Ginzburg-Landau Expansion and the Slope of the Upper Critical Field in Superconductors with Anisotropic Normal Impurity Scattering

TL;DR

This paper derives a Ginzburg-Landau expansion for anisotropic superconductors with impurities, revealing how the slope of the upper critical field varies with disorder and pairing symmetry.

Contribution

It introduces a new theoretical framework for understanding the effects of anisotropic impurity scattering on the upper critical field in superconductors.

Findings

In d-wave superconductors, the slope of Hc2(T) shows nonlinear dependence on impurity concentration.

In s-wave superconductors, the slope approaches the isotropic limit regardless of scattering anisotropy.
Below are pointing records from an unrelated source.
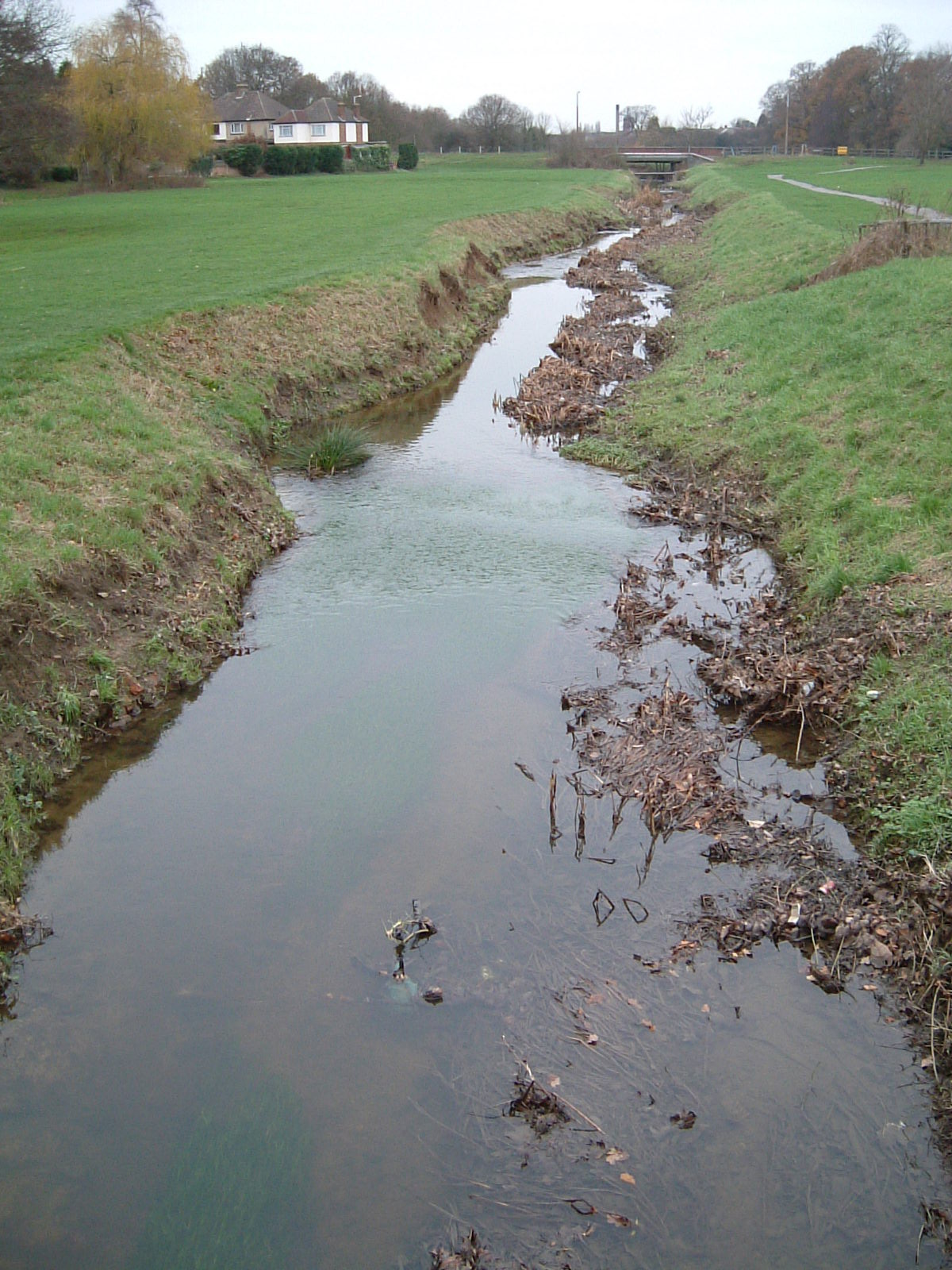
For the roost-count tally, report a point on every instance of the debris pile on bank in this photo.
(611, 344)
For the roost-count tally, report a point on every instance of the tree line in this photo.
(118, 97)
(869, 97)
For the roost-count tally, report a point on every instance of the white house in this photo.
(324, 122)
(245, 114)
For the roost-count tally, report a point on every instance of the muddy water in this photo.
(209, 1064)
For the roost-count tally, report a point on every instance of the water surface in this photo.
(209, 1064)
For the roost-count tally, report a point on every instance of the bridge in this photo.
(663, 163)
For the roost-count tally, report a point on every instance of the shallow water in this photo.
(209, 1064)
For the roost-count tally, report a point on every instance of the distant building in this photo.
(323, 122)
(245, 114)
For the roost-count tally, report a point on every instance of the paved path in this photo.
(920, 214)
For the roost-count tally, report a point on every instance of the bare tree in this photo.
(926, 106)
(33, 122)
(892, 50)
(695, 120)
(493, 120)
(636, 118)
(253, 65)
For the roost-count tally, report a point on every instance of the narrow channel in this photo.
(211, 1064)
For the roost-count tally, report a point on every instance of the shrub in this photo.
(245, 159)
(330, 158)
(279, 160)
(408, 156)
(202, 165)
(306, 159)
(289, 160)
(336, 448)
(374, 158)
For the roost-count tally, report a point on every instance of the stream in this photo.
(209, 1064)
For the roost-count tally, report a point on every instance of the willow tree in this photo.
(132, 97)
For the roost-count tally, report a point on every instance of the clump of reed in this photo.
(334, 448)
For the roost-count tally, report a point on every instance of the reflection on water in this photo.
(211, 1066)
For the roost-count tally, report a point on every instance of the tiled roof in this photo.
(247, 105)
(325, 110)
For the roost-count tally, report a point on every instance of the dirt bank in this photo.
(776, 660)
(107, 637)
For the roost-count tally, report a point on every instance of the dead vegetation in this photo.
(889, 241)
(613, 343)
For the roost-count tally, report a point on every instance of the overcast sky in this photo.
(676, 54)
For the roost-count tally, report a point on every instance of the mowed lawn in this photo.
(76, 268)
(926, 184)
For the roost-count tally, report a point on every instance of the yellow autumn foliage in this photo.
(132, 97)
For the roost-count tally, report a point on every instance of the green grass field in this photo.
(76, 268)
(838, 397)
(927, 184)
(145, 338)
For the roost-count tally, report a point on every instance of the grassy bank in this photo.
(833, 399)
(159, 346)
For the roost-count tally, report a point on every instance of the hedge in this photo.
(374, 158)
(408, 156)
(290, 160)
(245, 159)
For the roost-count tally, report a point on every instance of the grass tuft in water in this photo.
(334, 448)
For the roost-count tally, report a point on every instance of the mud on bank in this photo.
(781, 660)
(92, 645)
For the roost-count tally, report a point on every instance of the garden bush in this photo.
(374, 158)
(408, 156)
(202, 165)
(245, 159)
(330, 158)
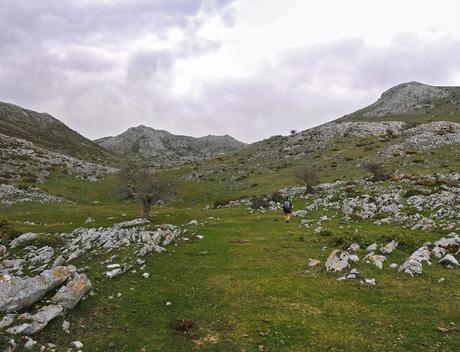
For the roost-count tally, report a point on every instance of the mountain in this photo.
(158, 145)
(45, 131)
(412, 128)
(412, 101)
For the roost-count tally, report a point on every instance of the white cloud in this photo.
(249, 68)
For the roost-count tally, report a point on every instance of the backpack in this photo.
(287, 206)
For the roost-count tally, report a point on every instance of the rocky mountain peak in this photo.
(158, 145)
(413, 98)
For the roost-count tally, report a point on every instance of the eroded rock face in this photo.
(22, 239)
(337, 261)
(414, 265)
(38, 321)
(377, 260)
(389, 248)
(68, 296)
(17, 293)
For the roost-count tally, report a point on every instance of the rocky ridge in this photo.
(413, 98)
(23, 161)
(158, 145)
(48, 132)
(21, 287)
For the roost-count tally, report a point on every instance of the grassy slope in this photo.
(248, 275)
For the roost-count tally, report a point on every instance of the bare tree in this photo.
(308, 176)
(377, 170)
(136, 182)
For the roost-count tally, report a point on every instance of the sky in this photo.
(247, 68)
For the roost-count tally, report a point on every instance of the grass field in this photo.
(247, 283)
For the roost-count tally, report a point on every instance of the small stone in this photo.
(372, 247)
(449, 259)
(30, 344)
(354, 247)
(313, 262)
(66, 326)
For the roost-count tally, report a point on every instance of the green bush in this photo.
(325, 232)
(220, 202)
(277, 197)
(259, 202)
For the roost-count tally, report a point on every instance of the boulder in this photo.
(377, 260)
(389, 247)
(337, 261)
(68, 296)
(372, 247)
(38, 320)
(17, 293)
(3, 251)
(113, 273)
(354, 247)
(449, 259)
(23, 238)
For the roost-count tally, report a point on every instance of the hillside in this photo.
(45, 131)
(158, 145)
(364, 265)
(412, 101)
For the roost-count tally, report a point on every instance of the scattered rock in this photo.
(372, 247)
(354, 247)
(77, 345)
(449, 259)
(113, 273)
(66, 326)
(337, 261)
(389, 248)
(68, 296)
(17, 293)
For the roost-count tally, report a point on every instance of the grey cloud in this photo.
(62, 57)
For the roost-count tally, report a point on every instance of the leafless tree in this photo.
(308, 176)
(377, 170)
(137, 182)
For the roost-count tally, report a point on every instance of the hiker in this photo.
(287, 208)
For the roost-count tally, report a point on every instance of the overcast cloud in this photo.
(248, 68)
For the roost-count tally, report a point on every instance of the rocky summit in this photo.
(374, 236)
(413, 99)
(151, 144)
(48, 132)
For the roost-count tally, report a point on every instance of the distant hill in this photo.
(412, 102)
(44, 130)
(156, 145)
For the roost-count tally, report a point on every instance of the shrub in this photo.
(7, 231)
(259, 202)
(308, 176)
(277, 197)
(220, 203)
(377, 170)
(415, 192)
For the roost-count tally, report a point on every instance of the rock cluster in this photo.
(19, 291)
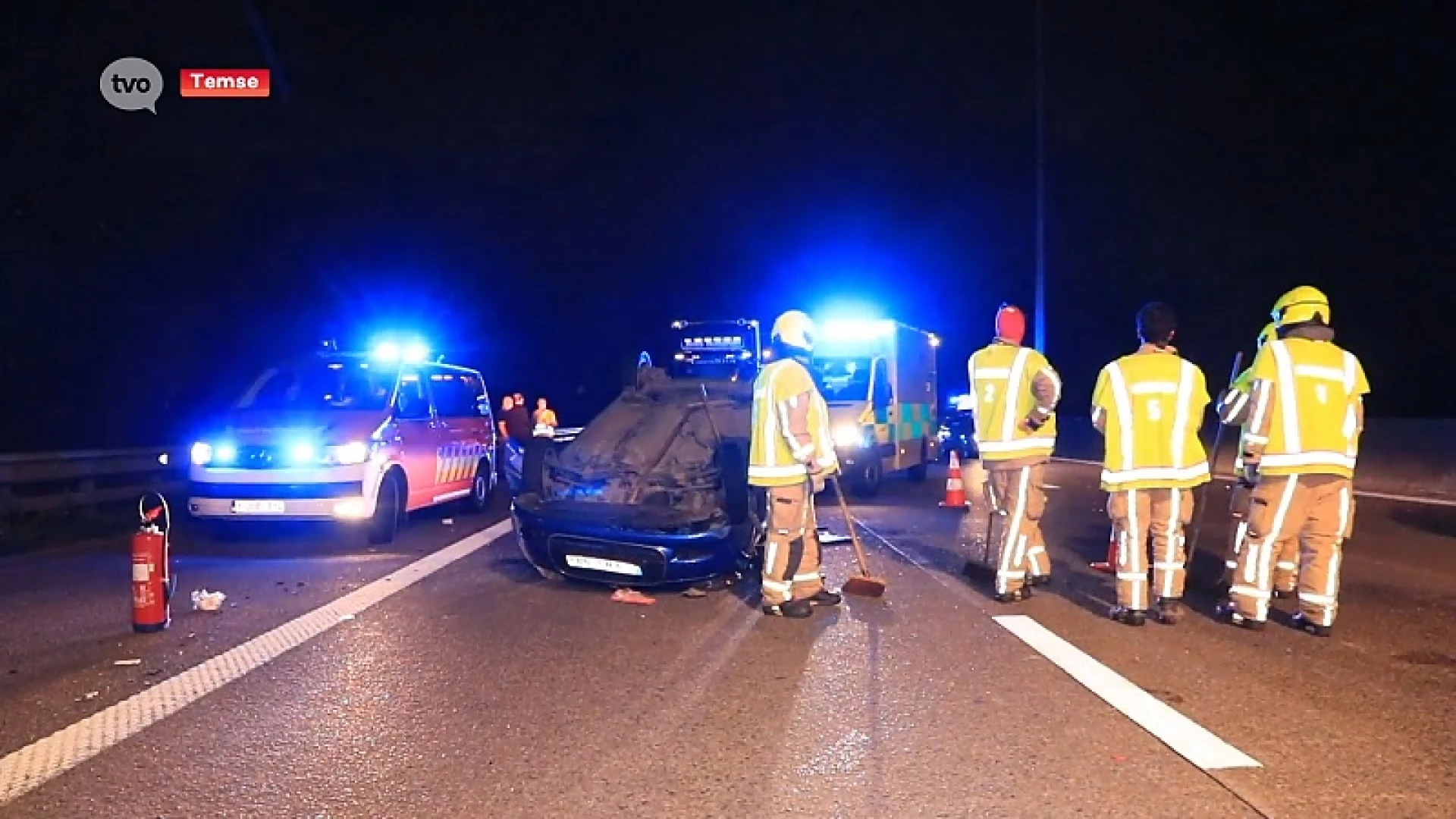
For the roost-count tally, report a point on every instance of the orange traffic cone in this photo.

The stability of d-wave pairing increases with anisotropic impurity scattering.

Abstract

Ginzburg-Landau expansion for superconductors with anisotropic $s-$ and $d-$wave pairing is derived in the presence of anisotropic normal impurity scattering which makes $d-$pairing state more stable under disordering. It is demonstrated that the slope of the upper critical field $|dH_{c2}/dT|_{T_{c}}$ in superconductors with $d-$wave pairing has nonlinear dependence on disorder, i.e. for the low anisotropic scattering rate it drops rather fast with concentration of normal impurities, but as anisotropy of scattering increases it features initial nonlinear growth, approaches a maximum and drops again, vanishing at the critical impurity concentration. In superconductors with anisotropic $s-$wave pairing $|dH_{c2}/dT|_{T_{c}}$ grows, approaching the known asymptotic behavior, characteristic of usual isotropic case irrespective to the scattering anisotropy.